Swelling and Tenderness
Sometimes pancreatitis causes abdominal swelling that is tender to the touch, but without the severe pain radiating to the back that is often present in the acute phase. While not diagnostic by itself, abdominal tenderness that is present in combination with other symptoms should be a red flag.
Nausea and Vomiting
In most instances, this kind of nausea is not relieved by antacids or other remedies. If it progresses to vomiting without relieving the discomfort, it probably isn't food related. One treatment for pancreatic inflammation is abstaining from solid food for a few days. If that helps, consider a diagnostic test to see if there is pancreatic involvement.
An inability to digest food properly may result when the pancreas does not produce an adequate supply of insulin or digestive enzymes.
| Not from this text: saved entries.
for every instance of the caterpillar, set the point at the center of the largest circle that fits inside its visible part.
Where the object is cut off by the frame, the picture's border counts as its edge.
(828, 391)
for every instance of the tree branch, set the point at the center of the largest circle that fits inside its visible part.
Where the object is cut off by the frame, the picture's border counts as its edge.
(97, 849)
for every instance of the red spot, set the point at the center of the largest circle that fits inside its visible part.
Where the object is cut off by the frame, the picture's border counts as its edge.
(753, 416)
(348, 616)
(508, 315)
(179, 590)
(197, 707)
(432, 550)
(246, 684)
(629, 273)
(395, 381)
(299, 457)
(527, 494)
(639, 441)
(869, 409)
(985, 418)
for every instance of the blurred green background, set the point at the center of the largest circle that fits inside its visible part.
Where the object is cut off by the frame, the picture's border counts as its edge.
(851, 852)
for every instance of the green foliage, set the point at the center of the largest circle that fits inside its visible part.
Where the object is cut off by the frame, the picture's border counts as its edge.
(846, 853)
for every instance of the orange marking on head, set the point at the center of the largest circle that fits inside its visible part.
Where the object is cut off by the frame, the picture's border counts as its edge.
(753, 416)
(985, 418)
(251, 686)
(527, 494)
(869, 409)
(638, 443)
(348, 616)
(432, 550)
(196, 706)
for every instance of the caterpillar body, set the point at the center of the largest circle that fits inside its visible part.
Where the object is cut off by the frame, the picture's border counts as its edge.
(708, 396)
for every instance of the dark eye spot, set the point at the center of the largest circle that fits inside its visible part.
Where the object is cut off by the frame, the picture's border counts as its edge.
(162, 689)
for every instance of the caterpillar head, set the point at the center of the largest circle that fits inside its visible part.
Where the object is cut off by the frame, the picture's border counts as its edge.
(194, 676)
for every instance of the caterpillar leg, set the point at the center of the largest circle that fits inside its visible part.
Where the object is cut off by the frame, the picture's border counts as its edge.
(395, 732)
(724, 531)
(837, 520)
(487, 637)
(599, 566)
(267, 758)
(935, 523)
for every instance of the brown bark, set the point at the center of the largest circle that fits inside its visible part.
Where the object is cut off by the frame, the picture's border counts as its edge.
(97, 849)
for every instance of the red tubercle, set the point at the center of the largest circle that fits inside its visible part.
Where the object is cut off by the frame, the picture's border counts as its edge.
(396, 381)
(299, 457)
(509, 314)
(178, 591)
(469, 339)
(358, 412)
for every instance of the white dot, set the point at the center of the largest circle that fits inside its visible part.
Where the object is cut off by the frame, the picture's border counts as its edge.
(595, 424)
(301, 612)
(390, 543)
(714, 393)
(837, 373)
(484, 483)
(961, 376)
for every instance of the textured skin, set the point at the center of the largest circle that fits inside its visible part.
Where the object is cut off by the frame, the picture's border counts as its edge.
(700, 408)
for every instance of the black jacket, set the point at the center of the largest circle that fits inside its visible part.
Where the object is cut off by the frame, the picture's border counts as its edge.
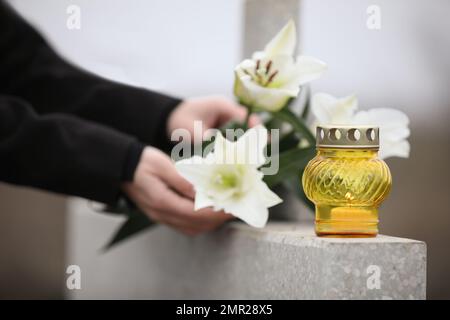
(65, 130)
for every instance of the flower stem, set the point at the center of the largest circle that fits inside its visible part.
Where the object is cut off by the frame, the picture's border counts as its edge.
(247, 117)
(296, 123)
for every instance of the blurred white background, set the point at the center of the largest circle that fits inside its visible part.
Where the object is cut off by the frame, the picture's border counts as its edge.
(190, 48)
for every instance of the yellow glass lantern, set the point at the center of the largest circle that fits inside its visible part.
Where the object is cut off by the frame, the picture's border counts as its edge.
(346, 181)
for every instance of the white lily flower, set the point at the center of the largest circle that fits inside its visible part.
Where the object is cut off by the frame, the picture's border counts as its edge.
(228, 178)
(272, 77)
(393, 123)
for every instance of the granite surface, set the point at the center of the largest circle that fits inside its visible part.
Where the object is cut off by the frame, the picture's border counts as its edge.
(281, 261)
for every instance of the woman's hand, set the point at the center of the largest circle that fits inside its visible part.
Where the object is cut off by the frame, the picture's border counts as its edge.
(213, 112)
(161, 193)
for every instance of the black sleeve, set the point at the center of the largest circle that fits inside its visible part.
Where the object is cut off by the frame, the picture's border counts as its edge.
(63, 153)
(30, 69)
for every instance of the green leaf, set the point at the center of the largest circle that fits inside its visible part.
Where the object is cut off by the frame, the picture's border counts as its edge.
(290, 164)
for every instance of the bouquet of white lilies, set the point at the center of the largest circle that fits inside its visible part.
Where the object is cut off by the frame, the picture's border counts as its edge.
(232, 177)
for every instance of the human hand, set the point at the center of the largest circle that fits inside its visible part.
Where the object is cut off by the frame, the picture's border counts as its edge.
(213, 111)
(161, 193)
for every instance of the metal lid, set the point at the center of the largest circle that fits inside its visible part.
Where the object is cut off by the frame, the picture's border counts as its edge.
(348, 136)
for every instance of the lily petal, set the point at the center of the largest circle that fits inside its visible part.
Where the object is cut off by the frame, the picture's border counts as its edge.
(251, 146)
(306, 69)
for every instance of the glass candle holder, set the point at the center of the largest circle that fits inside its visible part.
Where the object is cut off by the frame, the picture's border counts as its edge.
(346, 181)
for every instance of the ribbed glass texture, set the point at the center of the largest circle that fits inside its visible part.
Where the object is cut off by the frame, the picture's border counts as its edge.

Weight loss is the symptom of malnourishment most likely to be noticed first but fatty stools are also a common symptom when the pancreas is not functioning properly.
Fever, Chills and Fatigue
Profound weakness, along with fever, chills, or feeling lightheaded or faint are a nonspecific constellation of symptoms that may be caused by pancreatic insufficiency, particularly in combination with other symptoms.
Mild cases of pancreatitis may go away without seeing a physician but untreated severe pancreatitis can have serious, even fatal, outcomes. For milder cases, dietary changes and enzyme supplements may be all that is needed. Surgery may be an option in severe disease if the bile duct is blocked or gallstones are present.